Polymorphism of CAG motif of SK3 gene is associated with acute oxaliplatin neurotoxicity.

PURPOSE

There is no agreement on which channel is involved in oxaliplatin neurotoxicity, most investigators favouring voltage-gated sodium channels. However, the small conductance Ca(++) activated K(+) channels, encoded by the SK1-3 genes, are also involved in membrane excitability, playing a role in after-hyperpolarization at the motor nerve terminal. As the SK3 gene is characterized in Caucasians by a highly polymorphic CAG motif within the exon 1, we hypothesize that SK3 gene polymorphism may influence the development of acute nerve hyperexcitability in oxaliplatin-treated patients.

METHODS

Patients eligible for an oxaliplatin-containing regimen were enrolled.
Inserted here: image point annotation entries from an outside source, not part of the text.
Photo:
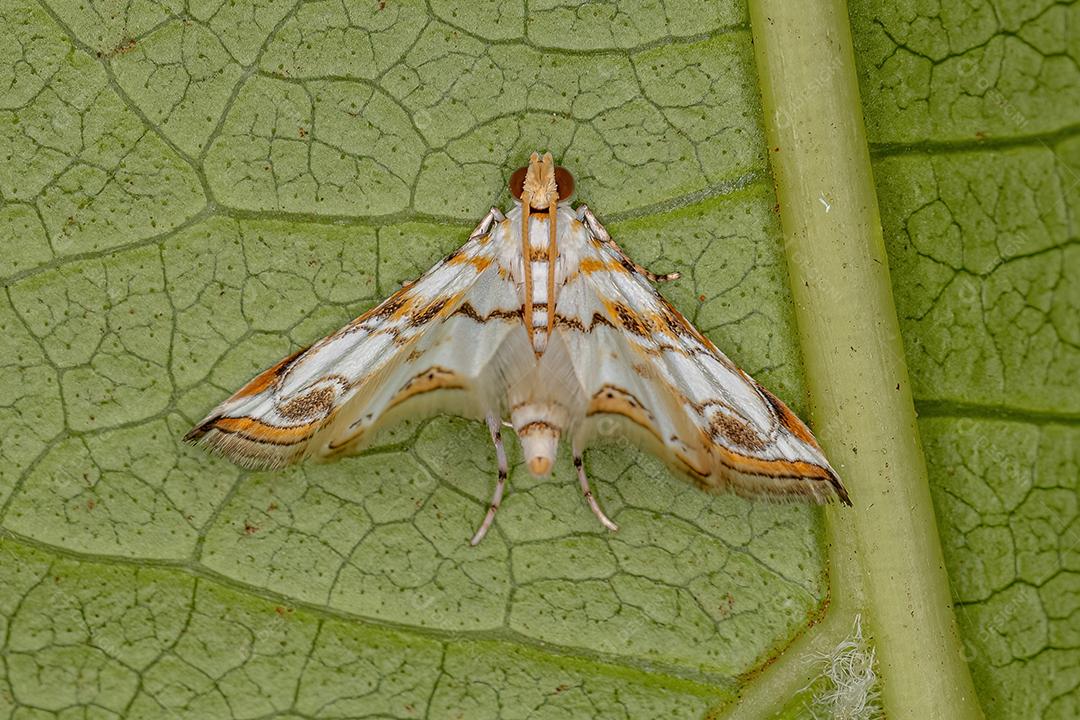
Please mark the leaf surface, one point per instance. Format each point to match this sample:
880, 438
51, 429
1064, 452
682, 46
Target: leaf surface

Detailed neurological examination, nerve conduction studies and needle electromyography were performed before and after oxaliplatin administration. DNA was extracted by polymerase chain reaction, and each allele was isolated and sequenced.

RESULTS

We evaluated 40 patients. After oxaliplatin administration, 28 patients developed symptoms of neurotoxicity, which were severe in 11. Patients were divided into three groups according to neurophysiological data: G0 (normal peripheral nerve excitability [PNE]), 16 patients; G1 (mild PNE), 15 patients; G2 (severe PNE), 9 patients. Genetic analysis showed different alleles ranging from 13 to 23 CAG repeats. Patients carrying alleles containing 13-15 CAG repeats experienced a significantly higher incidence of severe nerve hyperexcitability (chi-square 48.6; df 16; P = 0.0001).

CONCLUSION

The results suggest that OXA-neurotoxicity may be related to distribution of the polymorphic CAG motif of the SK3 gene, which might modulate nerve after-hyperpolarization. The 13-14 CAG repeat allele could mark patients susceptible to acute OXA neurotoxicity.